HOW LONG?asked the computer screen.

'Tell them several hours,' Malory replied. He looked at the gold stack and calculated there must be roughly fifteen hundred bars; he then decided, and typed, 'Vault to remain open until further notice.'

They apparently had collective hysterics at Chubb & Co., but Malory's signature number showed his authority. He was warned that he must bear responsibility.

'What's going on, Sir Horace?' Griffin asked in surprise. Nothing like this had ever happened before.

'I have just realized,' Malory said, 'that I know far too little about your work, Griffin. Please describe it.'

'Well, sir.' Griffin turned to look at the stack of ingots he had spent a lifetime tending. 'It's less than it used to be. Time was when the gold just about filled the vault. Inflation, that is, sir. Pound's worth nuthin'.'

Malory nodded and otherwise kept silent. Somewhere in this place, he had become convinced, the answer must lie. Even if Griffin was a chatterbox, Malory was very ready to listen.

'Most of it's never even been moved,' Griffin went on, 'Not since the gold came here. One or two bars on the top may get moved about, but not the rest.'

'Why's that?'

'Orders, Sir Horace.'

'Whose?'

'Blessed if I know, sir. Come from before my time, but they've always been followed. When the bars are moved it's always from the top layer. Never touch the next till that layer's gone.'

'So the bottom ones have been there since -?'

'Well, since the vault was built, sir. Nineteen-fifteen, wasn't it?'

'Do you have the orders actually written down?' Malory enquired.

'Well, they're typed out, sir, nowadays.'

'Nowadays?'

'They weren't always, sir. They were in Indian ink on vellum for years. But the vellum got wore through.'

'And thrown away, Mr Griffin?' 'No, sir. I kept it. Would you like a look?' 'Oh yes!' said Malory fervently.

How marvellous! he thought. The handwriting was quite unmistakable, influenced as it was by the graceful, flowing Turkish/Arabic script of Zaharoff s Constantinople youth. Further, there stood at the foot of the sheet of instructions the letters ZZ. The sheet of vellum was certainly worn -and grubby too but it was perfectly clear. Malory fumbled for his spectacles and began to read. As Griffin had said, the instructions were precise, but they concerned only the moving of the gold by mechanical hand on to the tiny trolley beneath the vault which connected directly with the bullion vaults of the Bank of England. They specified the order in which bars were to be removed from each layer (Zaharoff had envisaged roaring inflation; that was clear).

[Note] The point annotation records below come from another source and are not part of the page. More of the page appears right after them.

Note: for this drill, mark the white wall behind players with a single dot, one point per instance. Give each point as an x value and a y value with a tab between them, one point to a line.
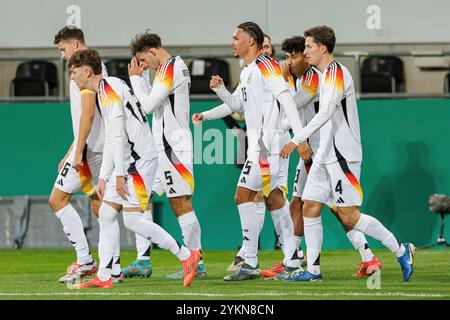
32	23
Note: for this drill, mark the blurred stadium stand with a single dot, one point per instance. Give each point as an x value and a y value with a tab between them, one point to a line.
35	78
202	69
118	68
383	74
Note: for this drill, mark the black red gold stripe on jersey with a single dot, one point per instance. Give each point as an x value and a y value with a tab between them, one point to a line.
350	176
335	77
139	187
310	82
265	173
165	73
86	176
269	67
308	165
107	96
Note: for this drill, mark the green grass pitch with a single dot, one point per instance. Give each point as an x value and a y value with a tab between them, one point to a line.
34	274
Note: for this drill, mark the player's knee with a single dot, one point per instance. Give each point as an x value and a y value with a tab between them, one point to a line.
294	206
131	221
311	210
275	202
181	205
57	203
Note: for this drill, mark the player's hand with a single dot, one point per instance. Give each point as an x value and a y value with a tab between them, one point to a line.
215	82
134	68
197	119
304	151
100	189
286	151
121	187
77	162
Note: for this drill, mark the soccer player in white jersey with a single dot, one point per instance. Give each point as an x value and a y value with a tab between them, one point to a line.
128	169
261	95
79	169
306	95
334	175
268	50
168	101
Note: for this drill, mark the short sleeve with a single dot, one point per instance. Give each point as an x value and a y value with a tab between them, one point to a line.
272	75
333	87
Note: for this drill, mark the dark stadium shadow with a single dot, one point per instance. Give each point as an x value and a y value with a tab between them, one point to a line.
401	198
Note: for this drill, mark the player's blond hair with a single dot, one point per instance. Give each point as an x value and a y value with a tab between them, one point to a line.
323	35
86	57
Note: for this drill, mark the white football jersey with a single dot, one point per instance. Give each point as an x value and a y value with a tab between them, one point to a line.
96	136
116	100
170	98
340	136
260	84
307	99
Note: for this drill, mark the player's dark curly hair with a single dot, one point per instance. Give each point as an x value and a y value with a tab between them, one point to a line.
254	31
295	44
69	33
322	35
86	57
145	41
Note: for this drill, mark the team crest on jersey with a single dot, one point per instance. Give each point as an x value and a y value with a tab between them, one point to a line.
249	79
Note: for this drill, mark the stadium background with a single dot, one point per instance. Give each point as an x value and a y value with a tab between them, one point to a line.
405	138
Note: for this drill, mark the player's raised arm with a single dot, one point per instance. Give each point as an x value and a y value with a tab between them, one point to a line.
308	90
332	96
85	126
160	91
234	101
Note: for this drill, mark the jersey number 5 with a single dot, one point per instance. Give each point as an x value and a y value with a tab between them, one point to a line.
244	94
65	169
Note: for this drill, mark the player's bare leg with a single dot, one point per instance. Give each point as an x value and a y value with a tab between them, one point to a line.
244	199
284	228
296	210
190	229
369	263
73	228
141	267
261	211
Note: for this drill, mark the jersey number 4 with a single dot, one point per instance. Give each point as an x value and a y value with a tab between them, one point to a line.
338	187
168	177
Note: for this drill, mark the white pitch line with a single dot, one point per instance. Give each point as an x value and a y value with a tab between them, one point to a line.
218	295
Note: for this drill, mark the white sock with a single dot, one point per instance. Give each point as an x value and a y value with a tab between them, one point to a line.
241	252
298	245
261	211
313	239
359	242
150	230
375	229
109	237
143	245
250	232
190	229
284	228
73	228
116	270
183	253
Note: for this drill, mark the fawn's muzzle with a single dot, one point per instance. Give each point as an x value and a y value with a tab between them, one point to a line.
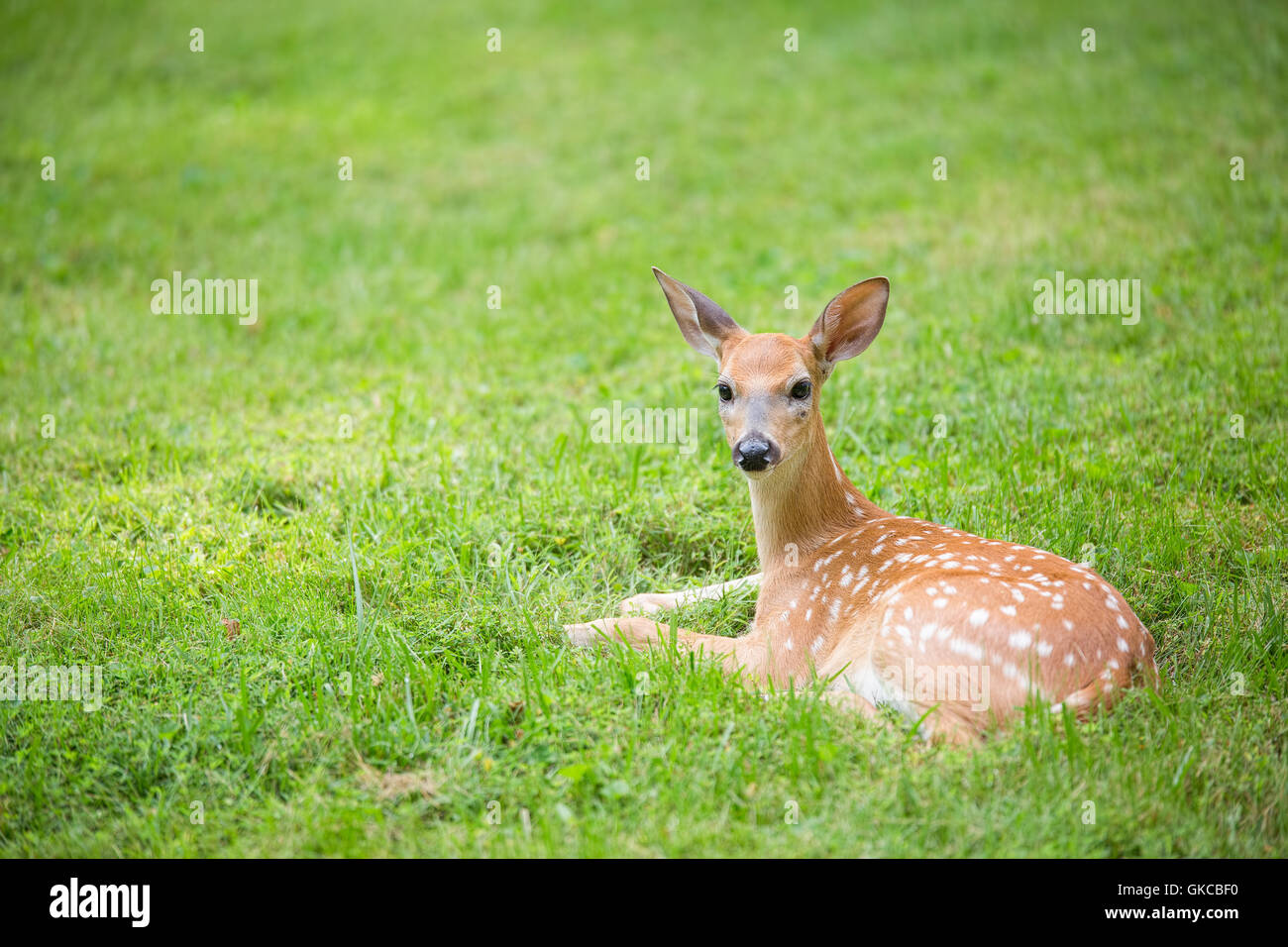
755	454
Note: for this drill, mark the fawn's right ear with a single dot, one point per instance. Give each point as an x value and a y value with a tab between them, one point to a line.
704	325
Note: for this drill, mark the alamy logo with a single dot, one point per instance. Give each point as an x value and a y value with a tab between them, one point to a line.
939	684
1063	296
102	900
80	684
649	425
206	298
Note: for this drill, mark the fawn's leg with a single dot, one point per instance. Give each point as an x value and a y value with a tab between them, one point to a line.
652	602
746	654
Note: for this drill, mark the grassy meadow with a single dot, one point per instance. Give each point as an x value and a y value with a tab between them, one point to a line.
323	560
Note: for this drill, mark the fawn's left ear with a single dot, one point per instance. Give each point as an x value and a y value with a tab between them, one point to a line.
850	321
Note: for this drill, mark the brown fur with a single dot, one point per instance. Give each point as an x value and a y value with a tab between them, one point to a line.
880	604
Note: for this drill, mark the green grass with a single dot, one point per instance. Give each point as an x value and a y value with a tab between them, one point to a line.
399	592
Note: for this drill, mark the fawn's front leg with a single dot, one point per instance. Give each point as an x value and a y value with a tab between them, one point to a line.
746	654
653	602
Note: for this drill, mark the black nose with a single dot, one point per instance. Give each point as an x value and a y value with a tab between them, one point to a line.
754	454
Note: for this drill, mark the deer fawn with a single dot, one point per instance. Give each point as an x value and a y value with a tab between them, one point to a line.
953	630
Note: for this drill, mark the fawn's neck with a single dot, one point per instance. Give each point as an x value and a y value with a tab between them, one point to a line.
804	502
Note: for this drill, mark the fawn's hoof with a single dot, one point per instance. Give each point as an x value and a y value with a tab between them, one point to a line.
647	603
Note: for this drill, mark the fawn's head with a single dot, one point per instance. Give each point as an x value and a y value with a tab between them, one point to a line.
768	384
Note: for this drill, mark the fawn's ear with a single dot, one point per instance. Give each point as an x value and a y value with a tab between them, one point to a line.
704	325
850	321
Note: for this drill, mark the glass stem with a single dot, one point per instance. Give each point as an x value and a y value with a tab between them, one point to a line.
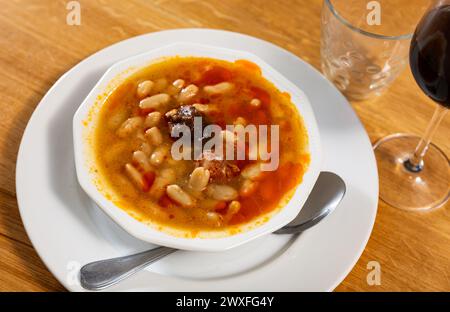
415	163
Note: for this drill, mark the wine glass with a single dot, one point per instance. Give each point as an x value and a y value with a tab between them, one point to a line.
415	173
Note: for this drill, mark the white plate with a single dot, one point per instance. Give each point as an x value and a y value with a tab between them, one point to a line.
68	230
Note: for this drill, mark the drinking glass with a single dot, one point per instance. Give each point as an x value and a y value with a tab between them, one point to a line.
414	173
365	44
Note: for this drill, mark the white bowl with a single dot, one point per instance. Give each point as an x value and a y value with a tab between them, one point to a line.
84	160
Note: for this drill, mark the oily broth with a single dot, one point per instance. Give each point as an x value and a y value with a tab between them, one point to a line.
113	152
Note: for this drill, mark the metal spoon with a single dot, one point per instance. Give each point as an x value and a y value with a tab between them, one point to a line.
324	198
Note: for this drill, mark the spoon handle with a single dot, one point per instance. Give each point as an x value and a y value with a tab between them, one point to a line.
104	273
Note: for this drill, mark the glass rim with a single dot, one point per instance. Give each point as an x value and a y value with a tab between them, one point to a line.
362	31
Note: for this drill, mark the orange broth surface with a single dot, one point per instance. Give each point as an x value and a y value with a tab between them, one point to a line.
148	201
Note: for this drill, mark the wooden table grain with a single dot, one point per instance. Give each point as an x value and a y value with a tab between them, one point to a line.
37	46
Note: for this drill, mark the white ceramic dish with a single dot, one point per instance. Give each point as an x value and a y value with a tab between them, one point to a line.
68	230
213	241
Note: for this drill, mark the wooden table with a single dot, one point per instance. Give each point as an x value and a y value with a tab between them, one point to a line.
37	47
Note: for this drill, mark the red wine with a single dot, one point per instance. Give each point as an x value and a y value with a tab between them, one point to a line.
430	55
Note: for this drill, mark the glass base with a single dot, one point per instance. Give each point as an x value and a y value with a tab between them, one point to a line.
401	188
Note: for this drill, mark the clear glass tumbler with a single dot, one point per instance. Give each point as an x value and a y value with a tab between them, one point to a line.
365	44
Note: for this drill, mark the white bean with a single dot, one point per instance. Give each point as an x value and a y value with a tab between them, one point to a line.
145	88
199	179
158	155
221	192
155	101
252	172
160	85
152	119
135	176
188	93
154	135
129	126
255	103
146	149
141	159
214	218
248	187
220	88
203	108
233	208
178	195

And then: 'If at any time the second lowest layer of ingots be breached, such breach may only take place in the presence of the Senior Partner of Hillyard, Cleef. He must be alone in the vault at the time.'

Malory gazed at the rows of ingots stacked like bricks on the floor of the vault. 'Something's hidden in there,' he murmured to himself.

'Beg pardon, Sir Horace?'

Malory began to take off his jacket. 'How old are you, Griffin?'

'Seventy-four, sir.'

'Well, I'm seventy-eight. If I can, you can!'

'Can what, sir?'

'Shift these bars.'

It would have been hard labour for two fit young men. With the gold price that day at $ 350 per troy ounce (give or take a cent or two) Hillyard, Cleef s one hundred million was represented by something a little short of fifteen hundred 'good delivery' bars, each bar being of four hundred troy ounces. Each weighed, accordingly, close to twenty-eight pounds.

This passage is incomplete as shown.